On April 17, 2014, Southern Power and TRE, through Southern Turner Renewable Energy, LLC (STR), a jointly-owned subsidiary owned 90% by Southern Power, acquired all of the outstanding membership interests of Adobe from Sun Edison, LLC, the original developer of the project. Adobe constructed and owns an approximately 20-MW solar photovoltaic facility in Kern County, California. The solar facility began commercial operation on May 21, 2014 and the entire output of the plant is contracted under a 20-year PPA with Southern California Edison Company. The acquisition was in accordance with Southern Power's overall growth strategy.
Southern Power's acquisition of Adobe included cash consideration of approximately $96.2 million. The fair values of the assets, liabilities, and intangibles acquired were recorded as follows: $83.5 million to property, plant, and equipment, $14.5 million to receivables related to reimbursable transmission costs and $6.3 million to PPA intangible, resulting in a $5.1 million bargain purchase gain with a $2.9 million deferred tax liability. The bargain purchase gain is included in other income (expense), net in Southern Company's and Southern Power's Condensed Consolidated Statements of Income herein. Acquisition-related costs were expensed as incurred and were not material.
Macho Springs Solar, LLC
On May 22, 2014, Southern Power and TRE, through STR, acquired all of the outstanding membership interests of Macho Springs from First Solar Development, LLC, the original developer of the project. Macho Springs constructed and owns an approximately 50-MW solar photovoltaic facility in Luna County, New Mexico. The solar facility began commercial operation on May 23, 2014 and the entire output of the plant is contracted under a 20-year PPA with El Paso Electric Company. The acquisition was in accordance with Southern Power's overall growth strategy.
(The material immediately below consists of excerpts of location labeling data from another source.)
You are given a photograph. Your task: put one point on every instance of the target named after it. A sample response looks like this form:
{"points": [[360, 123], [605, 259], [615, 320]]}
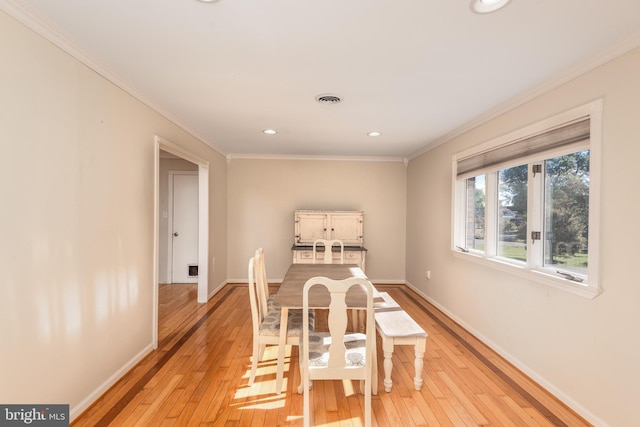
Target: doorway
{"points": [[182, 244], [163, 145]]}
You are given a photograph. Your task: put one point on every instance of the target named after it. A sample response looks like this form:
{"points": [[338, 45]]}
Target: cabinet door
{"points": [[309, 227], [346, 227]]}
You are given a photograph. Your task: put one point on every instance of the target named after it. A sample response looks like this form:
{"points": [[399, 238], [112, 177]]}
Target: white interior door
{"points": [[184, 228]]}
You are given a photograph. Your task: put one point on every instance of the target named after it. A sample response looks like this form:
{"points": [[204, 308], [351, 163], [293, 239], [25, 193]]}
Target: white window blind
{"points": [[564, 135]]}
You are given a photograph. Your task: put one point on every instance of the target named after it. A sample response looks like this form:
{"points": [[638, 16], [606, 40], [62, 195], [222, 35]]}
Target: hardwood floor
{"points": [[198, 376]]}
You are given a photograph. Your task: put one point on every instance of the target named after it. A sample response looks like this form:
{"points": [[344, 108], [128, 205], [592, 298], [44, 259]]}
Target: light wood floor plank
{"points": [[199, 375]]}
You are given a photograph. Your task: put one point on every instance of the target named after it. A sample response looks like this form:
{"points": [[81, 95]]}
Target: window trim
{"points": [[529, 271]]}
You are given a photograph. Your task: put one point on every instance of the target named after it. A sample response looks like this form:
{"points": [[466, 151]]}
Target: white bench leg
{"points": [[420, 348]]}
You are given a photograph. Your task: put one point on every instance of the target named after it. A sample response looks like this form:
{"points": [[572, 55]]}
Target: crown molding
{"points": [[27, 16], [560, 79], [233, 156]]}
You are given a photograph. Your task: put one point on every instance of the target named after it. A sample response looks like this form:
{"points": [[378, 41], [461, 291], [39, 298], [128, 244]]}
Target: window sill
{"points": [[583, 290]]}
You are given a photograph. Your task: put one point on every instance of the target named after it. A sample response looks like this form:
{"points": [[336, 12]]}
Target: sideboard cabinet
{"points": [[347, 226]]}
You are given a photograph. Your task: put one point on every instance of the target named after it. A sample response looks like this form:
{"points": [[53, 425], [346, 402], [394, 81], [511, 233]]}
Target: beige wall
{"points": [[263, 194], [78, 214], [585, 351]]}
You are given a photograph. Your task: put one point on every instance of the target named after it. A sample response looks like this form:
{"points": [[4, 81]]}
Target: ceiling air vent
{"points": [[328, 98]]}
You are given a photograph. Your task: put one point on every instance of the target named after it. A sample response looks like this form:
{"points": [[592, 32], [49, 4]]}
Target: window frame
{"points": [[532, 269]]}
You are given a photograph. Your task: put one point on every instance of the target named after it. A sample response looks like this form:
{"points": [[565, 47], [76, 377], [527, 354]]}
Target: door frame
{"points": [[163, 144], [172, 174]]}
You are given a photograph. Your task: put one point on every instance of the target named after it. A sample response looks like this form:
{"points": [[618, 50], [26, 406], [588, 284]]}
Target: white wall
{"points": [[76, 253], [585, 351], [264, 193]]}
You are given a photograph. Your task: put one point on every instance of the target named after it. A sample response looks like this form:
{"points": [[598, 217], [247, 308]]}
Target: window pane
{"points": [[512, 213], [475, 213], [566, 204]]}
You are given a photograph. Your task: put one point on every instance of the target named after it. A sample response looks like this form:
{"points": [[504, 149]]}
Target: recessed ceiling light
{"points": [[328, 98], [487, 6]]}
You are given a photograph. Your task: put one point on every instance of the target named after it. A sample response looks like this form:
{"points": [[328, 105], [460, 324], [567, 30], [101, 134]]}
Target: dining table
{"points": [[289, 296]]}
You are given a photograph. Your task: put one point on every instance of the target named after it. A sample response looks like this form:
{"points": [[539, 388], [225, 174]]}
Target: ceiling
{"points": [[416, 71]]}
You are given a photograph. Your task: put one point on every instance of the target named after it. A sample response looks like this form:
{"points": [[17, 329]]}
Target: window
{"points": [[527, 202]]}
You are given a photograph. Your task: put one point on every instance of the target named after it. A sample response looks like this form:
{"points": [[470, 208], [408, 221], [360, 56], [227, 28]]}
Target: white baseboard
{"points": [[550, 387], [102, 389]]}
Southern Power's acquisition of Macho Springs included cash consideration of approximately $130.0 million. As of September 30, 2014, the fair value of the assets acquired was recorded primarily as property, plant, and equipment; however, the allocation of the purchase price to individual assets has not been finalized. The acquisition did not include any contingent consideration. Acquisition-related costs were expensed as incurred and were not material.
SG2 Imperial Valley, LLC
Subsequent to September 30, 2014, Southern Power, through its wholly-owned subsidiary SG2 Holdings, LLC (Holdings), acquired all of the outstanding membership interests of SG2 Imperial Valley, LLC (SG2) from a wholly-owned subsidiary of First Solar, Inc. (First Solar), the developer of the project. SG2 is constructing an approximately 150-MW solar photovoltaic facility in Southern California (Imperial Facility), which is expected to begin commercial operation later in the fourth quarter 2014. The Imperial Facility's output is contracted under a 25-year PPA with San Diego Gas & Electric Company, a subsidiary of Sempra Energy. This PPA will be accounted for as an operating lease. The acquisition of the Imperial Facility aligns with Southern Power's overall growth strategy.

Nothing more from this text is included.